The winding point formula in Overload is as follows:
// 点p_point绕原点旋转的坐标
OvMaths::FVector3 OvMaths::FQuaternion::RotatePoint(const FVector3& p_point, const FQuaternion& p_quaternion)
{
FVector3 Q(p_quaternion.x, p_quaternion.y, p_quaternion.z);
FVector3 T = FVector3::Cross(Q, p_point) * 2.0f;
return p_point + (T * p_quaternion.w) + FVector3::Cross(Q, T);
}
// 点p_point绕p_pivot旋转后的坐标(这个地方我理解可能有误,转动之后不应该再加回来吗?)

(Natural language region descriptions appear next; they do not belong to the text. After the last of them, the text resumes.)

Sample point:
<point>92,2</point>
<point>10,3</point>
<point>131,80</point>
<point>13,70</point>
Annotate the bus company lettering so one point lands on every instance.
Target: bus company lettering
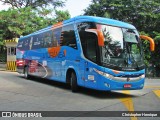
<point>53,52</point>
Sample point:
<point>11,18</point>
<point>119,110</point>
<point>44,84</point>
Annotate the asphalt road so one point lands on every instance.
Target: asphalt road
<point>19,94</point>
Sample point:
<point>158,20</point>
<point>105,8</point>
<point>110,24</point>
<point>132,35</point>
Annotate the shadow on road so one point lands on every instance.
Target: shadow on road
<point>83,91</point>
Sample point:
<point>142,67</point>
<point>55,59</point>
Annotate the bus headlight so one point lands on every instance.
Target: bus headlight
<point>104,74</point>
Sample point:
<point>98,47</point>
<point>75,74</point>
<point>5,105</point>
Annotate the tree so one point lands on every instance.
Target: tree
<point>15,23</point>
<point>34,3</point>
<point>143,14</point>
<point>62,15</point>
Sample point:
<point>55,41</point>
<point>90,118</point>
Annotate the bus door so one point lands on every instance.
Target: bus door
<point>89,45</point>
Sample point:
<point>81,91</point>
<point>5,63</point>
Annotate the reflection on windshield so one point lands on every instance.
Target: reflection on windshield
<point>122,47</point>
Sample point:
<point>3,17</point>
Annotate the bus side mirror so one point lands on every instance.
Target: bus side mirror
<point>99,35</point>
<point>152,44</point>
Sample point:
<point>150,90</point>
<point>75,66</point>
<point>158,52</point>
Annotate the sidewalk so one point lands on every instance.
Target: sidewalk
<point>2,66</point>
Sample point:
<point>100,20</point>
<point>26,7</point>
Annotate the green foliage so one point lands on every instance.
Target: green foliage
<point>143,14</point>
<point>34,3</point>
<point>15,23</point>
<point>62,15</point>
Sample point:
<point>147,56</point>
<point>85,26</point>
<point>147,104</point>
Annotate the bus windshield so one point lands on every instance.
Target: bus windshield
<point>122,48</point>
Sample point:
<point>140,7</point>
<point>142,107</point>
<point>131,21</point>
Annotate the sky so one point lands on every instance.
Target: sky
<point>75,7</point>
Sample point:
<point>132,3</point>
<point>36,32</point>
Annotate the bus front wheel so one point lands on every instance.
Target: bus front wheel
<point>74,85</point>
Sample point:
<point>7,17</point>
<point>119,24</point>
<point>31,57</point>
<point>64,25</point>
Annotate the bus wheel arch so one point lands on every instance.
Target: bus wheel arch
<point>26,75</point>
<point>71,78</point>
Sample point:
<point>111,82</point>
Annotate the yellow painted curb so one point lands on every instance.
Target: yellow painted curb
<point>128,103</point>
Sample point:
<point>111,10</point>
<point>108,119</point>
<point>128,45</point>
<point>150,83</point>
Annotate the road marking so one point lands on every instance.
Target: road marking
<point>151,86</point>
<point>157,92</point>
<point>127,101</point>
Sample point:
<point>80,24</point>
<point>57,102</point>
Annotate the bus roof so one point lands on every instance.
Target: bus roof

OvMaths::FVector3 OvMaths::FQuaternion::RotatePoint(const FVector3 & p_point, const FQuaternion & p_quaternion, const FVector3 & p_pivot)
{
FVector3 toRotate = p_point - p_pivot;
return RotatePoint(toRotate, p_quaternion);
}
It uses another formula. I have not found the source of this formula. It should be equivalent to the above formula. I have not done any derivation and verification. I don’t understand this function very well. I hope you guys can leave a message and give me some advice. Thank you!